Mr. McConnell formally endorsed the Collins proposal on Sunday.
“It would reopen the government, prevent a default, provide the opportunity for additional budget negotiations around Washington’s long-term debt, and maintain the commitment that Congress made to reduce Washington spending,” he said in a statement. “It’s time for Democrat leaders to take ‘yes’ for an answer.”
But Democratic leaders have balked, and they flexed their muscle Sunday with a group of Democratic and independent senators negotiating with Ms. Collins.
The Democratic leadership’s hard line has worried some party members. Ms. Collins said eight Democrats were now involved in negotiations, including Mr. Manchin and Senator Angus King, an independent from Maine who caucuses with the Democrats.

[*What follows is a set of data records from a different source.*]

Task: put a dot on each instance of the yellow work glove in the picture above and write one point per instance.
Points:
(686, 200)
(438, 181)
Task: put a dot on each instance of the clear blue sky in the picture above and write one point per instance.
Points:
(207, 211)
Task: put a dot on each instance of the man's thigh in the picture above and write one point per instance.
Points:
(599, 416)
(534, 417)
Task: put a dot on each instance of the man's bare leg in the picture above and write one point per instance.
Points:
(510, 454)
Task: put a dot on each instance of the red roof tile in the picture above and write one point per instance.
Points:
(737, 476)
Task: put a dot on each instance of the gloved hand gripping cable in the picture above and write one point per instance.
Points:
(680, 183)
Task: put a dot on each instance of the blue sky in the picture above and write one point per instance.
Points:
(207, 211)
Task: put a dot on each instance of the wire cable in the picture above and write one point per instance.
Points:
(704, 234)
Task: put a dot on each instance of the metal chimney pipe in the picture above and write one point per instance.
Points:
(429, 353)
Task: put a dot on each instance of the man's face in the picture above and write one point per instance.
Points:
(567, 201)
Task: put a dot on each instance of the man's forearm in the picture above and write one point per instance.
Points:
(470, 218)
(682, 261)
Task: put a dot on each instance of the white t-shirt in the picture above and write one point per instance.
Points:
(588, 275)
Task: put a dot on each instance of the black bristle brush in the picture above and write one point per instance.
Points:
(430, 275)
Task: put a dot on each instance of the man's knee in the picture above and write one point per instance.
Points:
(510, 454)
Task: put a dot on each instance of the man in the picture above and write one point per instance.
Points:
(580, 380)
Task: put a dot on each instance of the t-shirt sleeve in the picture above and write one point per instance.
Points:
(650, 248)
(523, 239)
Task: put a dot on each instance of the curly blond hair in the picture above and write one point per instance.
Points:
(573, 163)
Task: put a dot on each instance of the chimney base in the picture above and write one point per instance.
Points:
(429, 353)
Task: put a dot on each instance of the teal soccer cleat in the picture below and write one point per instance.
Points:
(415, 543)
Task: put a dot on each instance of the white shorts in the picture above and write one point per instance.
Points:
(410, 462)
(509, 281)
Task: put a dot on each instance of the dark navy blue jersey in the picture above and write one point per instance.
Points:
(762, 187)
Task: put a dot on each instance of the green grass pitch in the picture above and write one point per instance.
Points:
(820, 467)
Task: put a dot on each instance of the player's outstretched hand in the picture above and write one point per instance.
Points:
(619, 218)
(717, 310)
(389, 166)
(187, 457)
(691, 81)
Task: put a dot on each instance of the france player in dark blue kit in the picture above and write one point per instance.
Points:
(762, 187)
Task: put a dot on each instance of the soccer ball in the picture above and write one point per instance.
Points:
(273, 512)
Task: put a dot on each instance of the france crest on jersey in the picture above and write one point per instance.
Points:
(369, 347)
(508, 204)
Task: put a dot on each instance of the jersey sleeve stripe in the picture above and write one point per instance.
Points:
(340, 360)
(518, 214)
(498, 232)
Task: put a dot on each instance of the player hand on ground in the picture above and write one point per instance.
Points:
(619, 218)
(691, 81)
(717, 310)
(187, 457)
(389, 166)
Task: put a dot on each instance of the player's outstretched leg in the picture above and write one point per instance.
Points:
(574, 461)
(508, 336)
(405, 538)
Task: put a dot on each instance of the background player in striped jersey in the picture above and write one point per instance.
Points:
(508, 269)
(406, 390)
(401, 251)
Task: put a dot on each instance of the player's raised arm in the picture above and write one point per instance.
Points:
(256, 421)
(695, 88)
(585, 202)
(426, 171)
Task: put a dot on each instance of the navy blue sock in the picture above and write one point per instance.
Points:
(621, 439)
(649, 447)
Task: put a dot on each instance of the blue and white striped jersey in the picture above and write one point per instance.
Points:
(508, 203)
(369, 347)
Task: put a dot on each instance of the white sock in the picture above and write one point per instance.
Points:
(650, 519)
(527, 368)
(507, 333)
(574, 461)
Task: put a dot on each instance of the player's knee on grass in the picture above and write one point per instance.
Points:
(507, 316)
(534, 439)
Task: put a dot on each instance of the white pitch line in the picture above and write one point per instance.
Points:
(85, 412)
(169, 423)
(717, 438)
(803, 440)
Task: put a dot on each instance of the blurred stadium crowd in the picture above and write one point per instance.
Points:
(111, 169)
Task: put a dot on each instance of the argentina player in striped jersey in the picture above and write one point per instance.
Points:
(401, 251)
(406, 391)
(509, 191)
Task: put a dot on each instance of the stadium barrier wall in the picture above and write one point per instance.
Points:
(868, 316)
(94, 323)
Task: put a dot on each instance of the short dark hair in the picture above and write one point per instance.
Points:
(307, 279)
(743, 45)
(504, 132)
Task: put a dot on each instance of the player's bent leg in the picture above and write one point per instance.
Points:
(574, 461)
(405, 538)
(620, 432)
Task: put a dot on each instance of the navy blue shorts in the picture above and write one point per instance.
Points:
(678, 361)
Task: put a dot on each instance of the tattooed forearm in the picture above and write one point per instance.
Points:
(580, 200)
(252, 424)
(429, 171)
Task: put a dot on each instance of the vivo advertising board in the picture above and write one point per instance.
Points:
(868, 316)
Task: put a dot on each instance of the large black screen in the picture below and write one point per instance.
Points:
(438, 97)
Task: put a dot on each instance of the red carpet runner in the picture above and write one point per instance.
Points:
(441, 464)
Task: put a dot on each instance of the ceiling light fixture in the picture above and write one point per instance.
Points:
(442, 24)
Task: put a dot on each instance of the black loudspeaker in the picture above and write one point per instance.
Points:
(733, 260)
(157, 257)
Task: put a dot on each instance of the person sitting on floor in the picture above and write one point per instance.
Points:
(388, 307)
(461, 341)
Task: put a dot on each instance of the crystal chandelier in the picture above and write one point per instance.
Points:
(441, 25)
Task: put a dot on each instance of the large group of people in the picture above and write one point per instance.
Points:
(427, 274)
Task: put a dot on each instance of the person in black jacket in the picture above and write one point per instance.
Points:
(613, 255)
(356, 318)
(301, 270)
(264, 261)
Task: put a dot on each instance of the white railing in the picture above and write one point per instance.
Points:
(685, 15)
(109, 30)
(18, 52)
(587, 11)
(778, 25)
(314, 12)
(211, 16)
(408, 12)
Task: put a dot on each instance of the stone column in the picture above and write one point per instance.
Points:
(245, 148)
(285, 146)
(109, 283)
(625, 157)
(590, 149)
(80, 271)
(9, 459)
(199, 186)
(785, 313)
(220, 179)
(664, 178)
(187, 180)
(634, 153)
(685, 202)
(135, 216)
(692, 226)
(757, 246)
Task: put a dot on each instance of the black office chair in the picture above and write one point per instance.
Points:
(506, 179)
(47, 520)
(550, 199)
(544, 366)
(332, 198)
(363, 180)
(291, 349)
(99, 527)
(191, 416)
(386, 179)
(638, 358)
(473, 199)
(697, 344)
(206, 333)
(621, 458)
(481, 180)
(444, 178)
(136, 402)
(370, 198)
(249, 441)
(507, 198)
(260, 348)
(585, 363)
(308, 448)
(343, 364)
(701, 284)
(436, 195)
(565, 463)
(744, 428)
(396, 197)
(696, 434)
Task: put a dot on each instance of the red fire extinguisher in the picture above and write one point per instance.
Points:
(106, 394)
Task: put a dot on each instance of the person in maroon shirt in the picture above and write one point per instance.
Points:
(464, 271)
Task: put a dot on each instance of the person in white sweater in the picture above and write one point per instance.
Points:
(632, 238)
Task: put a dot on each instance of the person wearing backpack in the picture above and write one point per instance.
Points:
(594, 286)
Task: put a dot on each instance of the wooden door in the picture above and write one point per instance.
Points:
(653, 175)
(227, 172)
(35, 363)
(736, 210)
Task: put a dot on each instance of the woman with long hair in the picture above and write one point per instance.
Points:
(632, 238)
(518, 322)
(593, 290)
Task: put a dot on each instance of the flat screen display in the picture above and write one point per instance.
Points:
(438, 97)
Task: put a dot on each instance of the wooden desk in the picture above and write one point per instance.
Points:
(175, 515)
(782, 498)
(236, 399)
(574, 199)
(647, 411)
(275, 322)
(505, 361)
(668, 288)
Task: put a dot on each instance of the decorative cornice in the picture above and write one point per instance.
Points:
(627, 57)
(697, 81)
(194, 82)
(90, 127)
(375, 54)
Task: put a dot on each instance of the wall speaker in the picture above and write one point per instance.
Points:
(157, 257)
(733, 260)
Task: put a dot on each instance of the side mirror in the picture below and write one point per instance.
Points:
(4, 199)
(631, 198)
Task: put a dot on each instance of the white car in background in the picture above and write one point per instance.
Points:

But a final deal will be up to Mr. Reid and Mr. Obama.
“The Democratic leadership is clearly very strong and has a lot of sway over its members,” Ms. Collins said.
Underscoring those concerns, six of the senators negotiating with Ms. Collins — Mr. Manchin, Mr. King, Heidi Heitkamp of North Dakota, Mark Pryor of Arkansas, Amy Klobuchar of Minnesota and Joe Donnelly of Indiana — released a joint statement acknowledging involvement in the talks but saying they could not support the proposal “in its current form.”
“There are negotiations,” they said, “but there is no agreement.”